Provides 3 servings
Ingredients
1 can (15 oz) chickpeas drained and rinsed
¼ cup shredded carrots
½ small red onion diced
2 garlic cloves minced
1 tablespoon fresh lemon juice
1 tablespoon olive oil
2 tablespoons hummus
1-2 tablespoons water
¼ teaspoon paprika
salt & pepper to taste
Directions
- In a large bowl, mash chickpeas using the back of a fork or a potato masher until desired consistency is reached.
- Add carrots, red onion, garlic, lemon juice, olive oil, hummus, water, paprika, salt, and pepper to the mashed chickpeas and mix until combined.
- 3) Serve chilled or at room temperature. Serve as a hearty sandwich as seen here, or it can be served as is, with crackers, in a wrap, on bib lettuce, and more.

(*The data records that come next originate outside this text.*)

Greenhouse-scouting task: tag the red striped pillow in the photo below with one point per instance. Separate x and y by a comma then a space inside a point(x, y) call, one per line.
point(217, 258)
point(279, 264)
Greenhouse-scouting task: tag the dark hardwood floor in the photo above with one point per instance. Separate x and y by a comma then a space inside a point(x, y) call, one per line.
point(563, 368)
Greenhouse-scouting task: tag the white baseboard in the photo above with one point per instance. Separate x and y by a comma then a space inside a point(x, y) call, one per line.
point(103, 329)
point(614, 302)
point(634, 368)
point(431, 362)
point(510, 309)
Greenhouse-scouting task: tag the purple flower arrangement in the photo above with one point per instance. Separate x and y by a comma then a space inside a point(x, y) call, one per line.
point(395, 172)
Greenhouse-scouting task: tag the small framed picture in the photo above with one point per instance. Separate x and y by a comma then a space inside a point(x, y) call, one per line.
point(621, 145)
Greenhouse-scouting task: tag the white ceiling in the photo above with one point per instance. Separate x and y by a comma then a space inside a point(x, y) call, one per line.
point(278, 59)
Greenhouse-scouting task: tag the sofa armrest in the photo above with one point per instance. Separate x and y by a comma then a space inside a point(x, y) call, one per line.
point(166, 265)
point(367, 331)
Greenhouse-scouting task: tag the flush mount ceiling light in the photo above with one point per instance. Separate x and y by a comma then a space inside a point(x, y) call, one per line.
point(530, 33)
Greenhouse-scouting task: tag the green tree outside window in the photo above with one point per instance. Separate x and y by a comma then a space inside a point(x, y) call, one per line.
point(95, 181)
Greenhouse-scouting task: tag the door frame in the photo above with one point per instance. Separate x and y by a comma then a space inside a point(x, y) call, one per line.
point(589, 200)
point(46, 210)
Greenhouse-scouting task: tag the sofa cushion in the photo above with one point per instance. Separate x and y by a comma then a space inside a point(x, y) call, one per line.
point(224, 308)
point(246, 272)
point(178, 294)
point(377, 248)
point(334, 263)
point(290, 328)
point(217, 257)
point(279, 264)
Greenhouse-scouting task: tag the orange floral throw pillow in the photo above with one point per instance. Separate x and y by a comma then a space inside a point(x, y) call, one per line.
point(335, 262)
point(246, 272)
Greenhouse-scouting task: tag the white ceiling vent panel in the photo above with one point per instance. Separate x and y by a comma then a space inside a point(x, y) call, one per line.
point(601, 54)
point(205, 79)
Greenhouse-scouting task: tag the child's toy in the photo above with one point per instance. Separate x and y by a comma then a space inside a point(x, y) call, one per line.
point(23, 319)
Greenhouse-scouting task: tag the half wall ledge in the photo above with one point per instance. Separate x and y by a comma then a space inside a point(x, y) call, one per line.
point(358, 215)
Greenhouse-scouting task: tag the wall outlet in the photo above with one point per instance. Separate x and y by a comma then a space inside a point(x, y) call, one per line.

Recipe from: https://apinchofparsley.com/vegan-chickpea-tuna-salad-sandwich-without-mayo/
Hi! My name is Brittany Hinton. I work as an outpatient and inpatient dietitian at Holy Cross Hospital. I first became a lacto-ovo vegetarian (eggs/milk, no meat) when I began college. Between school, work and running cross country I needed a quick recipe as well as a cheap source of protein. This recipe was one of the first recipes I started making when I became a vegetarian. Spread this tasty mixture between two slices of whole wheat bread to create healthy meal.